Feline and Canine Stomatitis
One of the most painful and frustrating conditions
cats can develop is feline stomatitis. The cause is unknown, but appears to be
a severe reaction to plaque and the tooth structure itself, or the basement membrane
of the periodontal tissues. Clinical signs include severe chronic gingivitis,
with or without the following: faucitis, pharyngitis, or palatitis (inflammation
of the throat or roof of the mouth). Other signs include excessive salivation,
reluctance to eat, bleeding gum tissue, extreme oral sensitivity, and weight
loss or anorexia. Diagnosis is based on clinical signs and biopsy of the affected
gingival tissue. The histopathology usually finds abundant lymphocytes, plasmacytes
and occasional neutrophils. Although many organisms have been cultured or found
in affected cat’s mouths, none has been proven to be the cause. As such,
oral culture and sensitivity or viral isolation has been of little benefit. One
recent interesting relationship is that of Bartonella sp. with chronic feline
diseases such as gingivitis, stomatitis, and conjunctivitis. The test for Bartonella
is available and if positive, the recommended treatment is Azithromycin, an antibiotic
given once daily for 21 days. Bartonella sp. have zoonotic potential and thus
are important from a public health standpoint.
management of a cat with stomatitis should include CBC, full chemistry profile,
urinalysis, T4 and free T4, FeLV and FIV testing, gingival biopsy, and Bartonella
serology. Cleaning the teeth, homecare/brushing, oral antibiotics and corticosteroids
are helpful initially, but their effectiveness for treatment usually wanes within
3-6 months. The only treatment thus far shown to have long-term results without
the need further medication is either caudal or full mouth dental extraction.

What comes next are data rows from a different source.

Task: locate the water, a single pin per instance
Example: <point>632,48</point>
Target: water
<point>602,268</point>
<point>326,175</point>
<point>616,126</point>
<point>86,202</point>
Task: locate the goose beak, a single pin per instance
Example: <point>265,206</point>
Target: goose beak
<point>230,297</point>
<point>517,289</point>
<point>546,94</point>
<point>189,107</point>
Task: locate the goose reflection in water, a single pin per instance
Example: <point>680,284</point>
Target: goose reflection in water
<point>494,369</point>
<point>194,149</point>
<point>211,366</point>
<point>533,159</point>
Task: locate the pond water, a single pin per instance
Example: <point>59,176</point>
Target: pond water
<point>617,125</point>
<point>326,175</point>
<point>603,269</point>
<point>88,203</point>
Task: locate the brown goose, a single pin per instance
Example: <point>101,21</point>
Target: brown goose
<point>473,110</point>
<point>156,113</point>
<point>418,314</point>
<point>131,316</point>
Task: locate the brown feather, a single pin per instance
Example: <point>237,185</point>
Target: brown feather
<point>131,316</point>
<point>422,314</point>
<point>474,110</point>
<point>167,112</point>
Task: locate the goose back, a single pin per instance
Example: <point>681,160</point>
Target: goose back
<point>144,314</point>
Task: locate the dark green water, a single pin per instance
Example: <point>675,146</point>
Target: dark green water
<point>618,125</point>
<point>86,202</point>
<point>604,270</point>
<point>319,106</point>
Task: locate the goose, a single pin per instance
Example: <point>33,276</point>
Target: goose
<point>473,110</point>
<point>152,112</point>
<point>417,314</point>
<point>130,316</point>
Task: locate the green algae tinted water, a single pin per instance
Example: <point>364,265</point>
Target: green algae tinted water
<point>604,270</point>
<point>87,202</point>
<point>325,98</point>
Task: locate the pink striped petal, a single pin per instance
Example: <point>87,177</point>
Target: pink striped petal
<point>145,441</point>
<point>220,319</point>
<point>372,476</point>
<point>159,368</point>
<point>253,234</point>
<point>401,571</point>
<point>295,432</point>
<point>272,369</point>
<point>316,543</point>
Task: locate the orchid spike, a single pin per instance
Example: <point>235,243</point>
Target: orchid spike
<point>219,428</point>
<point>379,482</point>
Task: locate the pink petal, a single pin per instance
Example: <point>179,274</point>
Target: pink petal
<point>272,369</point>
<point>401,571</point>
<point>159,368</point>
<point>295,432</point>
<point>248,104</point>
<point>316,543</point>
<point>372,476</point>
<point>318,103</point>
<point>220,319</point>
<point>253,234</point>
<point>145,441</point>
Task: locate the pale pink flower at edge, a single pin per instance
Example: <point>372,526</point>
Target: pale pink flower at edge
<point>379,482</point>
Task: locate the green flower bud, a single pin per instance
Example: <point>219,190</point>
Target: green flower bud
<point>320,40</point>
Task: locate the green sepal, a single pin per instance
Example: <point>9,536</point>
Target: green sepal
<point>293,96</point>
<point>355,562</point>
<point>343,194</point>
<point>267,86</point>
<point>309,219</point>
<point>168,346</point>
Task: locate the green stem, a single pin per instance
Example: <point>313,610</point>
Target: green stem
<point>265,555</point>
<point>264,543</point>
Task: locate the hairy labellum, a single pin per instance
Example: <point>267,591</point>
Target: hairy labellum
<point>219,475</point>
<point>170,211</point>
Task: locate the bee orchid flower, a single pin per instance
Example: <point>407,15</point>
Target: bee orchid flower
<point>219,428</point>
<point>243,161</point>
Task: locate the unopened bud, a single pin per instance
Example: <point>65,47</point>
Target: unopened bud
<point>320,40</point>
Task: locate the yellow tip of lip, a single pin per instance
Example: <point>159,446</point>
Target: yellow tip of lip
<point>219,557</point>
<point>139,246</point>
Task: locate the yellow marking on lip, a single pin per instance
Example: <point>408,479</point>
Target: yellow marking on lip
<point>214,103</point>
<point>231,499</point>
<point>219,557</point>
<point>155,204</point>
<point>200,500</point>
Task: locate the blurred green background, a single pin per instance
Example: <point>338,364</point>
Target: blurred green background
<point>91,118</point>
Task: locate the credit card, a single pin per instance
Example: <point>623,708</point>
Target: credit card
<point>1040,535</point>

In the only study to report long term results of caudal or full mouth extractions,
60% had significant improvement, another 20% had some improvement, and a final
20% had little to no clinical improvement in the gingivitis, but we have seen
that most seem to be more comfortable. Dental radiographs are essential when
performing these extractions to ensure the entire root of every extracted tooth
is removed. Post-operatively, antibiotics are given for 14-28 days. Pain management
is paramount in these patients and is accomplished with pre-anesthetic opioid
administration, intraoperative local anesthetics
(Bupivacaine), and postoperative NSAID and opioid given orally for at least 5-7 days.

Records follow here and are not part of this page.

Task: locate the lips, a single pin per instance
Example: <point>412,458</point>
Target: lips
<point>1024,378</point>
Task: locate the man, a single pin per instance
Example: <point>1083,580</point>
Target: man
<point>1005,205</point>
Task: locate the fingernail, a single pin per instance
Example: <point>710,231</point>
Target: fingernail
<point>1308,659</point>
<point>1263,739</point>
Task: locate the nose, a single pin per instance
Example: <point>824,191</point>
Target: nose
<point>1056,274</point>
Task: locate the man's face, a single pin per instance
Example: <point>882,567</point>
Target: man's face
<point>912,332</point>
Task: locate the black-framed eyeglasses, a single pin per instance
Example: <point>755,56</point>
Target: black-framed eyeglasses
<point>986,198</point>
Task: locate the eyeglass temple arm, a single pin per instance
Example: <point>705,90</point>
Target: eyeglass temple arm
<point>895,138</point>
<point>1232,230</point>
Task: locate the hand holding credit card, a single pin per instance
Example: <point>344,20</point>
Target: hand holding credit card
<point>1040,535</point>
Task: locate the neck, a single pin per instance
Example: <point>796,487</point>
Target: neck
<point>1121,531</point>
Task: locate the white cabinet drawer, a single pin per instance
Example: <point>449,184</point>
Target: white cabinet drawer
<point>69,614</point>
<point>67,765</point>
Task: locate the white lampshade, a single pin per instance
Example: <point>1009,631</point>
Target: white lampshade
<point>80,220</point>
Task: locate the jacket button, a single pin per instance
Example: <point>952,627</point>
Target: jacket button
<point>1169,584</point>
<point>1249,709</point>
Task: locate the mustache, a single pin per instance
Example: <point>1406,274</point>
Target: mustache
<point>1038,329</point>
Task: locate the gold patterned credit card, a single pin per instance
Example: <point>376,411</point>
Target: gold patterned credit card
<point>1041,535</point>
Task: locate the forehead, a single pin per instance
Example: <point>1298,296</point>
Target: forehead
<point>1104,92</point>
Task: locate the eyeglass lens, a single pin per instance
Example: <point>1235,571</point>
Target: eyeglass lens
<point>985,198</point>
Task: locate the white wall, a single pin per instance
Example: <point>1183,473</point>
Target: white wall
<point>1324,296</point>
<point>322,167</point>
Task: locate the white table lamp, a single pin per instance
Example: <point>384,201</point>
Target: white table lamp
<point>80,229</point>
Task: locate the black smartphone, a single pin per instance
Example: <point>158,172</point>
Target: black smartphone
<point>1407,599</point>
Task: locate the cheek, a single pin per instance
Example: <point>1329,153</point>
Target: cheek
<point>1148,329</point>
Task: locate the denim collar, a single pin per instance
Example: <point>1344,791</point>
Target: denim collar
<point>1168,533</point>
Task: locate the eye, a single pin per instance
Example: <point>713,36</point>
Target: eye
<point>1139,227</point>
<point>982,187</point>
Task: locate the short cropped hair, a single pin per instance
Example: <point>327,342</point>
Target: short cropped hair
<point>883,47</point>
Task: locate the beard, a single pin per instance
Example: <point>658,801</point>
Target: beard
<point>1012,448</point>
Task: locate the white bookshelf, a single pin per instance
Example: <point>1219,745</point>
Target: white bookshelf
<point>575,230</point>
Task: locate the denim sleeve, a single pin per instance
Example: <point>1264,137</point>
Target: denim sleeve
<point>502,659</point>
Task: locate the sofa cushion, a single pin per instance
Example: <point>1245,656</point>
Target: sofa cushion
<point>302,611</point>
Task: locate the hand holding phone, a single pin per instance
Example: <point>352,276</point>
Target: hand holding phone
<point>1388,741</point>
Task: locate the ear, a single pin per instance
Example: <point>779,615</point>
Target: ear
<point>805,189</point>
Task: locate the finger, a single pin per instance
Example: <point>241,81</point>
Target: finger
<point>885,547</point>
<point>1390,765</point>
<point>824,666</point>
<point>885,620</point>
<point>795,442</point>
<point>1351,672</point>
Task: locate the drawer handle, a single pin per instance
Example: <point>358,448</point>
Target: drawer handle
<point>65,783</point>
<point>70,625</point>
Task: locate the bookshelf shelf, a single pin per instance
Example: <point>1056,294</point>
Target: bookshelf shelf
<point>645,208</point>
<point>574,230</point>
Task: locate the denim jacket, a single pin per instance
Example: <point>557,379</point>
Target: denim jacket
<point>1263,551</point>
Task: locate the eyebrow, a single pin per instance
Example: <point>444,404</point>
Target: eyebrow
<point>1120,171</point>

For those patients with anorexia prior to presentation, nutritional support via
esophagostomy or gastrostomy tube may be warranted either pre or post-operatively
until eating well again. Re-evaluation at one month should show some improvement,
and further follow-up at three months should be indicative of success of treatment.
If there is little to no response, the remainder of the teeth may need to be
extracted or dental radiographs taken to ensure all tooth/root remnants have
been removed and that there are no areas of reactive alveolar bone borders.
question that consistently arises is “How can these patients
eat without their teeth?” The fact of the matter is that the one’s
who respond favorably do tremendously better without the oral pain and chronic
infection eating soft food than they ever did before, and those who still have
inflammation seem to be more comfortable. Many continue to eat dry kibble even
The severe gingivitis shown here is typical of feline gingivostomatitis.
The severe gingivitis creates thick saliva and is very painful.
This is the same patient as in the above two photos, 3 months following full
mouth dental extractions.
There is significantly less gingivitis, he is eating
much better, and his owner reports that he seems to feel much better.
Canine Stomatitis: (Chronic Ulcerative Paradental Stomatitis)
Similar to cats, dogs too can have stomatitis. In dogs, the underlying etiology seems to be related to a severe reaction to plaque on the teeth surfaces. The hallmark clinical sign in these cases is “kissing” ulcers of the cheek and lip mucosa over the teeth covered with a soft creamy plaque. There is usually severe halitosis, ulcerations on the lateral margins of the tongue, and extreme sensitivity within the oral cavity. Some dogs will stop eating, but most continue reluctantly. Histopathology (biopsy) of the oral ulcerations usually results in chronic active inflammation with mucosal ulceration.
Early in the course of disease, cleaning the teeth can be beneficial if the
owners can brush the teeth. This is usually difficult because the pets are sensitive
around their mouths and as plaque accumulates, the ulcers tend to return within
4-6 weeks. Adjunctive modalities include adding antiseptics to the drinking water,
pulse antibiotic therapy, oral chlorhexidine rinses, or barrier sealants to
help slow/reduce plaque accumulation. Over time, the effectiveness of these efforts
tend to diminish and more aggressive therapy is needed. In advancing cases, removal
of the source of plaque accumulation, i.e. the teeth, usually results in resolution
of the oral ulcerations. Although there are no studies to show response to extraction
therapy, my experience has been that these are more responsive than cats and
significant relief can be obtained from partial or full mouth dental extractions.
“Kissing ulcers” where the oral mucosa touches a plaque laden tooth is typically of a case of canine ulcerative stomatitis.